Following the widespread adoption of sleep-tracking technology by the general public and the subsequent emergence of reports in the clinical literature,16–18 device performance evaluation studies have proliferated in recent years,5–7 although concerns remain about adoption for diagnosis and treatment.19–21 Those studies have shown that, in general, latest-generation wearable devices produce suitable estimates of sleep measures, although these vary by device and firmware version and their capabilities to classify sleep stages are less sufficient.22,23 Despite growing research to understand overall device performance, investigations about generalizability across diverse populations, including sex, age, skin tone, body mass index (BMI), and arm hair density are still lacking.4
We undertook this study in order to evaluate the analytic performance of sleep tracking by the Verily Numetric Watch (VNW), a wrist-worn device that classifies every 30-second epoch into one of the following 4 sleep stages: wake, light sleep, deep sleep, and rapid eye movement (REM) sleep, allowing for the derivation of a number of clinically meaningful overnight sleep measures including total sleep time (TST); wake after sleep onset (WASO); sleep efficiency (SE); sleep onset latency (SOL); number of awakenings (NAWK); and light, deep, and REM sleep duration.
Our objectives were to evaluate the VNW’s performance for epoch-by-epoch sleep versus wake classification; 4-stage sleep classification (wake, light, deep, REM); and TST, WASO, SE, SOL, NAWK, and sleep stage duration in a diverse sample of sleepers, compared to PSG-derived labels.
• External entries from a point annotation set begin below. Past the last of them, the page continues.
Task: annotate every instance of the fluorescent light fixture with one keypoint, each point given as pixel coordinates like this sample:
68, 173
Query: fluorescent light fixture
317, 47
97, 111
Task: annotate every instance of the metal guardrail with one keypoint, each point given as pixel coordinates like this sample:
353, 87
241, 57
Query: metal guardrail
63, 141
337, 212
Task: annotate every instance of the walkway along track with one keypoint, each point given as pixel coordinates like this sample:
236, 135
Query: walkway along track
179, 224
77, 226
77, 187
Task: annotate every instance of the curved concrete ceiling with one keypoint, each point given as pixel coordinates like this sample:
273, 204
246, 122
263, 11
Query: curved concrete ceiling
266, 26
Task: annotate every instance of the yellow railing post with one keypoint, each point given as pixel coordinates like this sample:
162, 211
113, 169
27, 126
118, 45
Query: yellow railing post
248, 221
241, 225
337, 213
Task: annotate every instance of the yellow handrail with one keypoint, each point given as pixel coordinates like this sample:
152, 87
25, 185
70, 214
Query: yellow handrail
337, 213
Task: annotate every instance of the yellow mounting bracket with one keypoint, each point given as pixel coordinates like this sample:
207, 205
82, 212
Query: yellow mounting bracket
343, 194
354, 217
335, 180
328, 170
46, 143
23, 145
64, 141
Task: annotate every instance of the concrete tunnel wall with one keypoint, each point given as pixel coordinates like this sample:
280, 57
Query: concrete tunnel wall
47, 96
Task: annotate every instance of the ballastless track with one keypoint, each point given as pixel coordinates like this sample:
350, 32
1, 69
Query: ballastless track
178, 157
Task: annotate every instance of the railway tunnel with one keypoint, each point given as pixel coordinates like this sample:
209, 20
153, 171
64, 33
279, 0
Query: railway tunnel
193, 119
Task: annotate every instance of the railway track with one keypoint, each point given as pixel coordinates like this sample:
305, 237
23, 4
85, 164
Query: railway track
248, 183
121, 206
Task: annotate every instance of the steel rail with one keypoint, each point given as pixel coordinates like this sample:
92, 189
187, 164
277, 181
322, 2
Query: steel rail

In addition, the exploratory objectives included performing subgroup analyses based on sex, age, skin tone, BMI, and arm hair density.
Methods
Sample
This study included 41 participants. Eligible participants were between 18-80 years of age and agreed to abstain from caffeine, nicotine, alcohol, and cannabis products for eight hours prior to the overnight lab visit and until the visit was complete. They also had to agree to abstain from medications that may affect sleep/wakefulness for 24 hours prior to the lab visit and during the study, unless the medications were taken on a routine basis and had approval from the study team. In order to be eligible, participants had to be considered “typical sleepers,” based on the following: obstructive sleep apnea 50 (OSA-50)24 scores < 5; insomnia severity index (ISI)25 < 8; Epworth Sleepiness Scale (ESS) scores < 10; no evidence of sleep-disordered breathing at the PSG evaluation; and apnea-hypopnea index (AHI)26 threshold of 5 defining hypopnea as ≥ 30% reduction in airflow for ≥ 10 seconds associated with a ≥ 3% decrease in oxygen saturation or an arousal).27 Individuals were ineligible if they had a major medical or psychiatric condition, if they used supplemental oxygen, or were unwilling to cease use of therapy, such as continuous positive airway pressure or oral appliance for sleep-disordered breathing during the visit.
Additional exclusion criteria included use of medications that affect sleep (e.g., hypnotics or antidepressants) or any sleep medications in the previous 24 hours; pregnancy, lactation, or breastfeeding; having an implantable medical device; night-shift work; or travel over 3 time zones within two weeks prior to the study. The study was approved by the WCG Institutional Review Board (20215892) and was conducted in accordance with the Declaration of Helsinki. All participants provided informed consent, and the study was registered at clinicaltrials.gov (NCT05276362).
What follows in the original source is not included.